Britain is likely to avoid a double-dip recession after the economy proved resilient during the November lockdown, the EY Item Club forecasts.

Growth will accelerate in the second half of the year as vaccines allow the economy to open up and household spending bounces back. Business investment is expected to swing in behind the consumer to deliver “two years of strong growth”.

Item, the only non-governmental economic forecasting group to use the Treasury’s model, said that forecasts of a double-dip recession across the final three months of 2020 and the first three months of this year look premature.

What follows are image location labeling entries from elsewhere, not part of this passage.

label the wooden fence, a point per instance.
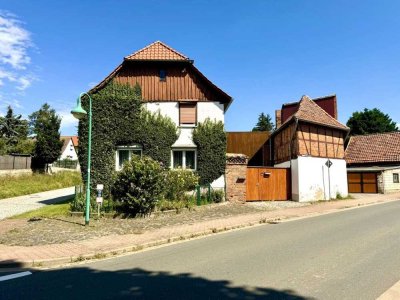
(15, 162)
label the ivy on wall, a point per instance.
(118, 118)
(210, 139)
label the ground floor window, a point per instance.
(124, 153)
(184, 158)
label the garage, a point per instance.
(362, 182)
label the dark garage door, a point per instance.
(362, 182)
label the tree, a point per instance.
(264, 123)
(45, 123)
(13, 128)
(370, 121)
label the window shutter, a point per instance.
(187, 113)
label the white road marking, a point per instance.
(13, 276)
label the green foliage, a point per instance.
(118, 119)
(45, 123)
(370, 121)
(139, 185)
(210, 139)
(178, 182)
(264, 123)
(13, 134)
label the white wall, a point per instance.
(212, 110)
(168, 109)
(388, 185)
(311, 180)
(69, 152)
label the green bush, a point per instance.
(118, 119)
(139, 185)
(210, 139)
(178, 182)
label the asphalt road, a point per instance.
(352, 254)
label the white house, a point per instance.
(174, 87)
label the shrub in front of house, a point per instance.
(178, 183)
(139, 185)
(210, 138)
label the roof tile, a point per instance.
(157, 51)
(373, 148)
(307, 110)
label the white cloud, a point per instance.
(14, 42)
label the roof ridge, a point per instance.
(153, 44)
(376, 133)
(305, 97)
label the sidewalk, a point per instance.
(107, 246)
(17, 205)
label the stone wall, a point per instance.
(235, 174)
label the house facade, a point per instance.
(373, 163)
(174, 87)
(310, 141)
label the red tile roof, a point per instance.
(374, 148)
(307, 110)
(157, 51)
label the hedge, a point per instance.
(210, 138)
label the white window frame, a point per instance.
(135, 147)
(184, 157)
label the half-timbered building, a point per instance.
(174, 87)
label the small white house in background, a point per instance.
(310, 141)
(69, 148)
(174, 87)
(373, 163)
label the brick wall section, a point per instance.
(235, 174)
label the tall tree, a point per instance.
(370, 121)
(264, 123)
(12, 127)
(45, 123)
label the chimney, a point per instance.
(278, 118)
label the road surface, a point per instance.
(352, 254)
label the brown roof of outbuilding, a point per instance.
(373, 148)
(307, 110)
(157, 51)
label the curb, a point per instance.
(70, 260)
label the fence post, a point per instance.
(198, 195)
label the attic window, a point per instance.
(163, 75)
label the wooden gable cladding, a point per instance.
(188, 113)
(284, 148)
(183, 82)
(319, 141)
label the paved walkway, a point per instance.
(47, 255)
(17, 205)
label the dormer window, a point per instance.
(163, 75)
(188, 113)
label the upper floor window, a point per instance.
(188, 113)
(395, 177)
(124, 154)
(163, 75)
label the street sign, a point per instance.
(328, 163)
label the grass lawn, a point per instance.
(12, 186)
(48, 211)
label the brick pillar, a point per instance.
(235, 176)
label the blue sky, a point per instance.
(262, 53)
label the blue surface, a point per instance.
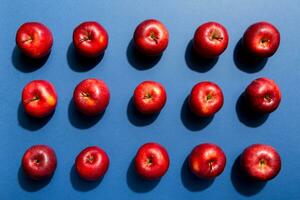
(119, 131)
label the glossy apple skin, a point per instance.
(151, 37)
(263, 95)
(210, 40)
(206, 99)
(207, 161)
(34, 39)
(91, 97)
(151, 161)
(39, 98)
(92, 163)
(39, 162)
(261, 39)
(149, 97)
(90, 39)
(260, 162)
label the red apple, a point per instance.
(263, 95)
(206, 99)
(34, 39)
(151, 37)
(261, 39)
(261, 162)
(91, 97)
(207, 161)
(39, 162)
(39, 98)
(90, 39)
(210, 40)
(151, 161)
(149, 97)
(92, 163)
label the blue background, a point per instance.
(120, 131)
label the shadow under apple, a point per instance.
(138, 60)
(138, 119)
(136, 183)
(242, 183)
(25, 64)
(79, 63)
(196, 62)
(31, 123)
(246, 115)
(190, 181)
(190, 120)
(247, 62)
(80, 184)
(79, 120)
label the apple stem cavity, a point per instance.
(36, 161)
(264, 42)
(85, 94)
(210, 164)
(29, 39)
(262, 163)
(154, 37)
(147, 95)
(91, 159)
(268, 98)
(216, 35)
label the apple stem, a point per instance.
(268, 98)
(154, 37)
(29, 39)
(264, 42)
(216, 35)
(148, 95)
(84, 94)
(210, 165)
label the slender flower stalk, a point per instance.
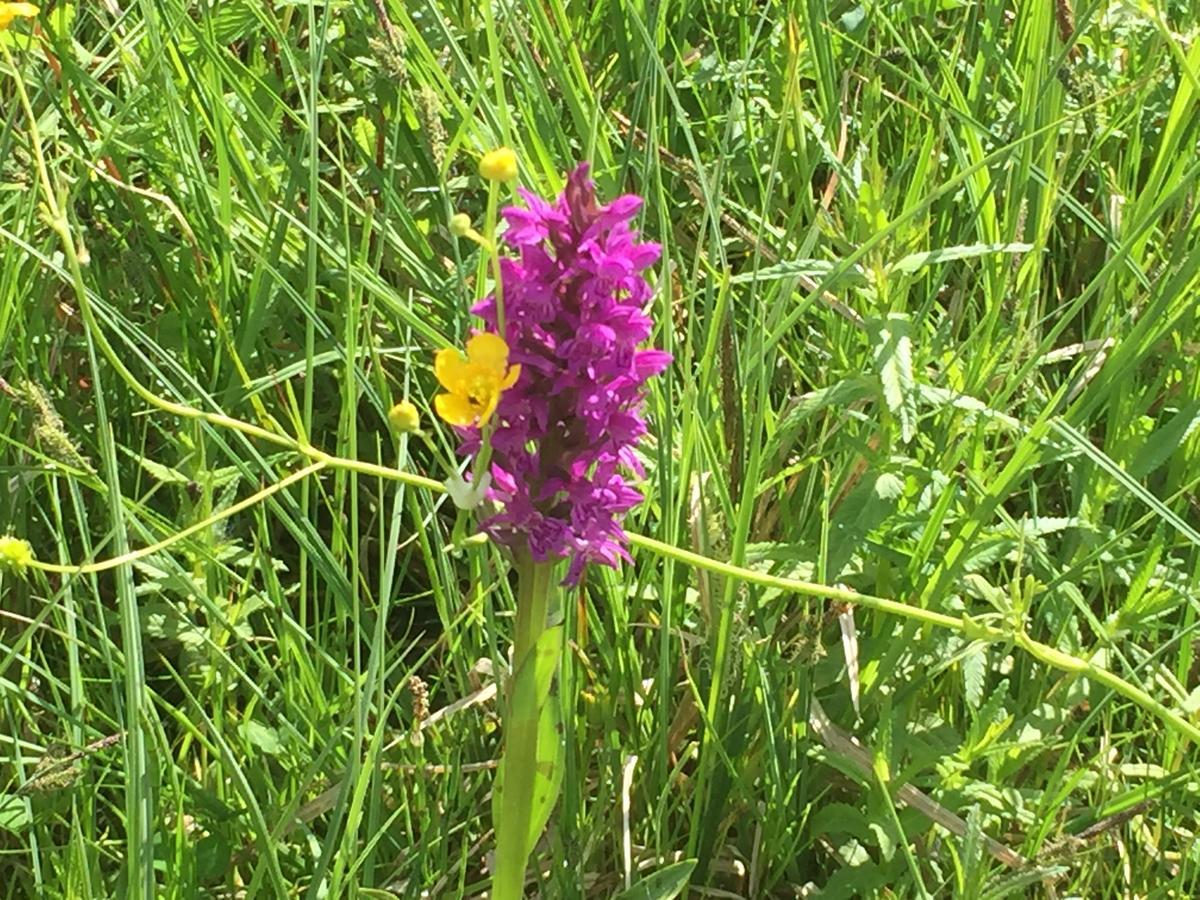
(549, 400)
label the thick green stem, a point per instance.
(519, 763)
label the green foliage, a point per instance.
(929, 276)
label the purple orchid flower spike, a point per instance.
(575, 311)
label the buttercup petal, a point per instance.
(451, 370)
(510, 378)
(489, 352)
(455, 409)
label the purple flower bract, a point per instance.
(574, 316)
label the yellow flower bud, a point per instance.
(498, 165)
(405, 418)
(16, 555)
(11, 11)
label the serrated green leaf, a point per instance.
(893, 365)
(975, 676)
(365, 136)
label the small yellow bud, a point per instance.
(498, 165)
(12, 11)
(16, 555)
(405, 418)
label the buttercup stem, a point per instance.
(514, 816)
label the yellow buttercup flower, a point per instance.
(498, 165)
(473, 383)
(405, 418)
(16, 555)
(11, 11)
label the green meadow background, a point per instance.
(930, 279)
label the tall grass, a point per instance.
(929, 276)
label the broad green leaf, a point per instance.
(664, 885)
(549, 780)
(13, 814)
(263, 737)
(933, 257)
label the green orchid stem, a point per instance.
(519, 761)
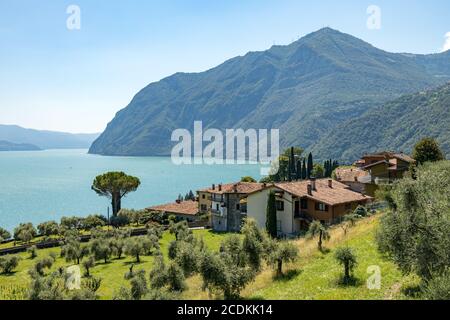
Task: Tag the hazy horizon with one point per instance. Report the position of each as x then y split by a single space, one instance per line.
57 79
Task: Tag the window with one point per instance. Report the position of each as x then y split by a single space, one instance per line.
280 205
304 204
321 206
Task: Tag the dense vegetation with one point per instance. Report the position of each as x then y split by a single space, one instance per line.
397 125
305 89
416 231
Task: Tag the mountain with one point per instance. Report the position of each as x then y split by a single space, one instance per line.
397 125
9 146
46 139
305 89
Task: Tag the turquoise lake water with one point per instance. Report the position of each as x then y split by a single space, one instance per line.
46 185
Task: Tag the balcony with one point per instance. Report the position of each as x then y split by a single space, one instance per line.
302 215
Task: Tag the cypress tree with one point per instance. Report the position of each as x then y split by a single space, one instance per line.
310 165
304 173
291 165
271 216
298 170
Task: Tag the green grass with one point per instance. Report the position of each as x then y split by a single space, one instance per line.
112 273
316 275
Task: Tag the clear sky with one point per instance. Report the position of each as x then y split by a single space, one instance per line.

The 2.6 per cent fall in GDP in November was far less than predicted and Item now believes “no contraction to have occurred in the fourth quarter” of last year despite the mini-lockdown, which means that “the UK may — just — avoid its first double-dip recession since the 1970s”. The tougher restrictions in the first quarter of this year will shrink the economy by “3 per cent to 4 per cent”, Item said, after which the economy will grow.

“Vaccine rollouts are under way and a trade agreement with the EU has been secured, putting the UK in position for a steady economic recovery from the second quarter onwards,” Item said.

As a result it has upgraded its growth forecasts to 5 per cent for this year, 6.5 per cent for next year, 2 per cent for 2023 and 1.8 per cent for 2024. The economy will regain its pre-pandemic peak in the third quarter of 2022. In Item’s previous summer and autumn forecasts, it did not predict a full recovery until 2024 and 2023 respectively.

Unemployment will also not be as bad as feared, peaking at 7 per cent in the middle of this year, an improvement on the 7.7 per cent peak expected in the autumn forecast and the 9 per cent peak expected in the summer forecast.